Se lo conoscete sapete di cosa parlo, in caso contrario scopritelo, non mi stancherò mai di consigliarvelo.
ESSERE PRONTI
Vi è mai capitato di rivivere una storia ad anni di distanza, e capire solo a quel punto alcune sue tematiche? A me succede in particolare modo con opere a cui mi sono avvicinato da bambino o da adolescente, e che poi ho ritrovato da adulto.
Certe volte non siamo pronti a comprendere la storia che abbiamo di fronte, vuoi perché siamo troppo giovani, vuoi perché non conosciamo bene alcune delle tematiche trattate, oppure semplicemente perché non siamo nella predisposizione mentale per entrare in empatia con la circostanza o il suo contesto.
Questo non vuol dire che l’opera non ci piaccia, anzi, magari diventa lo stesso una delle nostre preferite (come mi è capitato più volte), ma senza accorgercene ci stiamo perdendo un pezzo.
Quando penso a questi casi mi viene in mente come esempio la storia che più di tutte mi ha spinto a voler diventare un narratore: La saga di Metal Gear Solid.
Per chi non lo sapesse, si tratta di uno videogioco del celebre Game designer Hideo Kojima, un genio del suo settore e un narratore di livello tale da meritarsi i complimenti e la stima di gente del calibro di Guillermo Del Toro, Sandrone Dazieri, Norman Reedus e tanti altri di Hollywood e della letteratura; un uomo che si è guadagnato grazie alla sua creatività il rispetto di autori di ogni settore. Ma senza perderci troppo in divagazioni istintive, vi spiego perché questo gioco rappresenta l’esempio perfetto riguardo il concetto che vi ho esposto.
Metal gear è una storia di spionaggio con elementi fantascientifici, basata su un continuo susseguirsi di colpi di scena, personaggi indimenticabili e una profondità narrativa che potrebbe seppellire tre quarti dei film di genere presenti a Hollywood (e so già che chi conosce questa saga mi starà odiando per questa descrizione tanto striminzita, ma datemi fiducia). O almeno questo è quello che vidi io la prima volta che mi capitò di vivere questa storia, e bastò a farmene innamorare in eterno, aspettando ogni nuovo capitolo come la venuta del salvatore.
Poi accadde qualcosa: lo ripresi in mano da adolescente, più sulla via dell’essere adulto che ragazzo.
Fu come essere colpiti da un fulmine a ciel sereno. La storia che tanto mi aveva conquistato era di gran lunga più imponente di quanto non avessi notato in precedenza.

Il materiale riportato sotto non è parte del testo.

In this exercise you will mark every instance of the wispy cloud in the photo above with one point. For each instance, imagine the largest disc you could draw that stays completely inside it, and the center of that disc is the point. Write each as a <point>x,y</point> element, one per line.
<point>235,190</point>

Tutta la vicenda si svolgeva in un contesto fantapolitico verosimile e stratificato, i personaggi erano caratterizzati in base alle loro origini e a vicende storiche realmente accadute, ogni riferimento culturale era basato su avvenimenti reali e spesso poco conosciuti, e oltre a questo, tutta l’opera racchiudeva una denuncia al disarmo nucleare e alle conseguenze del mercato bellico.
Quella che ad un bambino era parsa come una bella storia di spionaggio, allo stesso da adulto si rivelò un’opera culturale e narrativa immensa, con un’attenzione ai dettagli storici incredibile, una morale sincera e non scontata, e un messaggio di fondo che spingeva alla riflessione su dove ci stiamo muovendo come razza e quali danni siamo in grado di causare per colpa della nostra cecità.
Tutti quegli elementi erano sempre lì, li avevo visti e ascoltati, e probabilmente ero anche andate a cercarmi alcune delle parole o dei riferimenti che non conoscevo, ma non avevo la maturità, l’istruzione e nemmeno l’interesse per poterli comprendere nella loro interezza; in fondo cosa ne può capire un bambino di undici/dodici anni di stoccaggio nucleare, eredità genetica, accordi START e via dicendo?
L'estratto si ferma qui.